Good vibes and warming nostalgia immediately contrast the implications of this album’s title. Recorded on a TEAC 4-track tape machine back in the eighties, Bad Dream celebrates immersive, purposeful songwriting and production, with a multi-layered and dreamy array of synth-led original songs.
Considering the forty-year time frame, the quality of the sound here is sublime – something we tend to forget with the rise of digital to digital creativity. In addition, the opener Silly Hole proves a joy to listen to – poetically provocative, creatively interesting, with a strong groove throughout that naturally keeps you engaged. Count is the artist, and we’re off to a mighty start.
Some say the eighties were a simpler time – all decades prior to this one, to be fair. In terms of the music though, there’s plenty of experimentation and contemplation, and those qualities have swiftly made a come back in recent years. For Bad Dream, we get authenticity of historical context – we’re transported with genuine connection to that era of the past, and Count guides us through a plethora of stories and vibes as the journey moves along.

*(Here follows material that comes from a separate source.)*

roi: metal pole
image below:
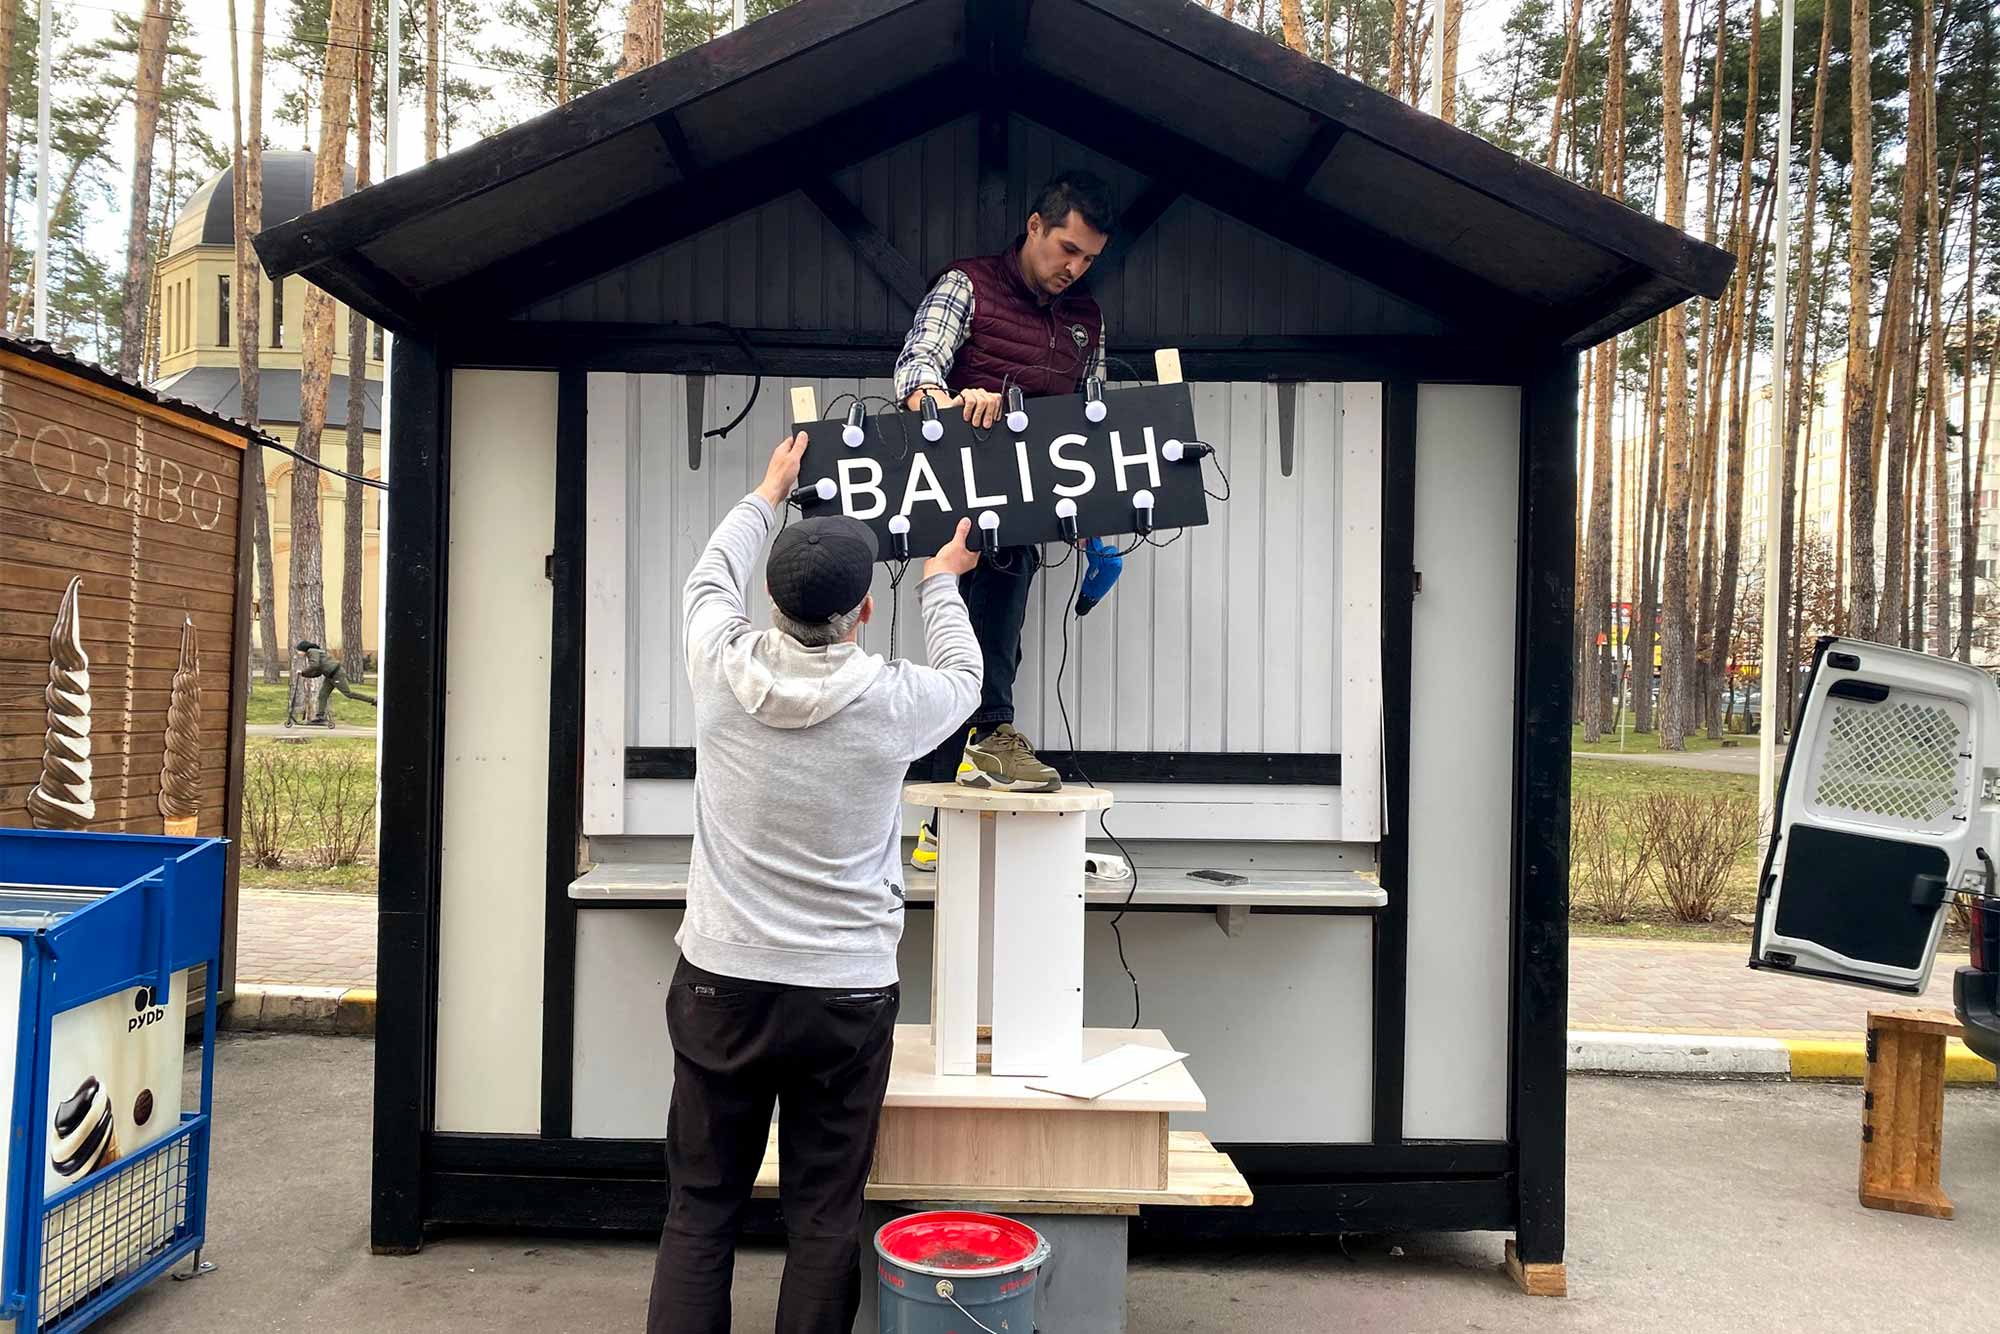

Passion Attack fascinates, seems both joyful and interesting, but with a simple rise and fall melody and accompanying distorted synth riff. Minimalism of structure meets with fullness of design.
Then, I Will Find delivers a touch of delicacy and hope, bringing back the thoughtful writing, and the artist – the human – at the centre of the work. A personal favourite, with a worthy use of contrast between that chiming synth and the fuzzier bass sound.
Get A Way hits with brilliant impact afterwards – cinematic design and intention again standing taller than the supposedly quirky aspects of the recording time. Then there’s the sudden pace and compelling imagery of Dynamite On Wheels.
Other highlights include the melodic simplicity, riffs, vocal passion and mainstream-familiarity of the title-track Bad Dream (another favourite), and the again cinematic-prowess and uplifting, near-euphoric brightness of closing song New Clouds (offering a seemingly predictive nod to what would later become the Donnie Darko soundtrack).
In short, a real pleasure to turn up loud and feel embraced by right about now. A fine collection, gifting a refreshingly pure connection to yesteryear.